Building Smarter 311 Systems with Vision Models

Government
AI
LMM
Author

Hersh Gupta

Published

December 14, 2024

Every day, residents of any given city might submit hundreds of 311 requests for everything from broken sidewalks to illegal parking. These systems are important in responding to a city’s service requests.

The process seems simple: a resident reports an issue, and the appropriate department responds. But behind the scenes, 311 employees have to constantly recategorize misclassified requests and merge duplicate reports about the same problem.

A pothole might be reported as “street damage” by one resident and “road hazard” by another, requiring manual intervention to connect these related cases.

Artificial intelligence—specifically large multimodal models (LMMs)—could transform 311 operations.

Why use AI?

It’s not just about technological efficiency—it’s about creating tangible improvements in city services. When a broken traffic signal is reported, accurate categorization means faster response times. When multiple residents report the same fallen tree, automatic merging ensures resources aren’t split across duplicate tickets.

Implementing LMMs in 311 systems would be like a phone’s autocorrect, but for service requests. As users are submitting requests, it would:

Ideally, users would be able to verify the suggestions before submitting their requests, so there’s less danger of AI slop ending up in 311 systems.

How does this work?

A big problem with integrating AI systems is getting consistent outputs. That’s why the folks at StanfordNLP have built DSPy – a framework for writing programs for language model workflows.

Using DSPy, we can create a reliable pipeline for processing 311 requests that takes the request description text and images, and generated an updated request:

original_request: list -> updated_request: list

I’ve created an example implementation that demonstrates these concepts, available in the Smart 311 System repository. The repository includes both a simple standalone example and a more complete implementation showing how to structure a production-ready system.

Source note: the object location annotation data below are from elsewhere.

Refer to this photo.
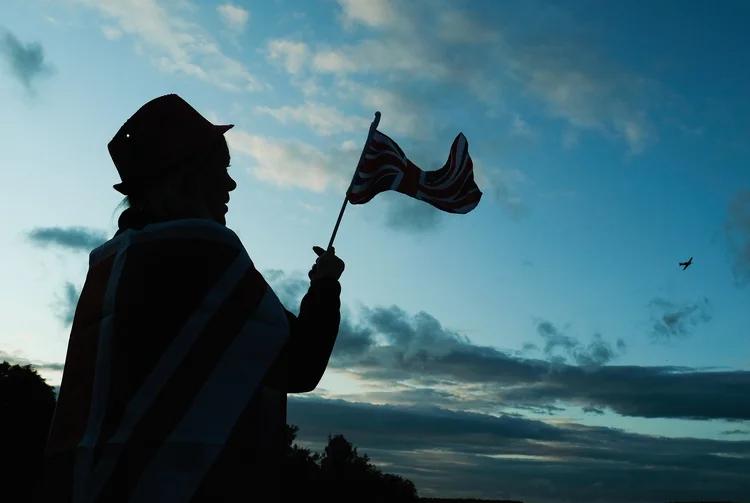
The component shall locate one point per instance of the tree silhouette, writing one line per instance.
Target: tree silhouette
(27, 404)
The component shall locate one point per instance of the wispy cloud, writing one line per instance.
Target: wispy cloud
(17, 358)
(386, 345)
(323, 119)
(67, 303)
(289, 163)
(175, 43)
(560, 347)
(78, 239)
(26, 61)
(424, 53)
(676, 321)
(468, 455)
(233, 16)
(737, 231)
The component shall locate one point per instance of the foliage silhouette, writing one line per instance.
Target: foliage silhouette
(339, 474)
(27, 404)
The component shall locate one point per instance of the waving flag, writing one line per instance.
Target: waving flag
(384, 166)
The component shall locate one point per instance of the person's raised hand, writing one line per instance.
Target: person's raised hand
(328, 265)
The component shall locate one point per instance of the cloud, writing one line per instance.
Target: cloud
(16, 358)
(26, 61)
(174, 43)
(736, 432)
(111, 33)
(521, 128)
(585, 89)
(598, 352)
(291, 54)
(323, 119)
(385, 345)
(409, 215)
(67, 303)
(289, 163)
(737, 233)
(672, 321)
(437, 54)
(500, 184)
(78, 239)
(460, 454)
(233, 16)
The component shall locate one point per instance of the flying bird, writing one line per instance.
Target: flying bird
(685, 265)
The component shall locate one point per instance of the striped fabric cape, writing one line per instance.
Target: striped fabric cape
(179, 361)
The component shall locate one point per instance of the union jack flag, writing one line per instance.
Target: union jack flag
(384, 166)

Here’s how it works in practice. First, we configure the LMM – here, I’m using a local instance of LLaVA, an open-source model that can understand both text and images:

import dspy
from typing import Literal

# Configure our local LLaVA model
lm = dspy.LM("ollama/llava:7b", api_base="http://127.0.0.1:11434/", api_key="")
dspy.configure(lm=lm)

Next, we define all possible service categories. This ensures our system can only assign requests to real departments:

ServiceNameLiteral = Literal[
    "Outdoor Dining", "Streetlights", "Litter",
    "Broken Park Equipment", "Damaged Sign",
    # ... and so on for all services
]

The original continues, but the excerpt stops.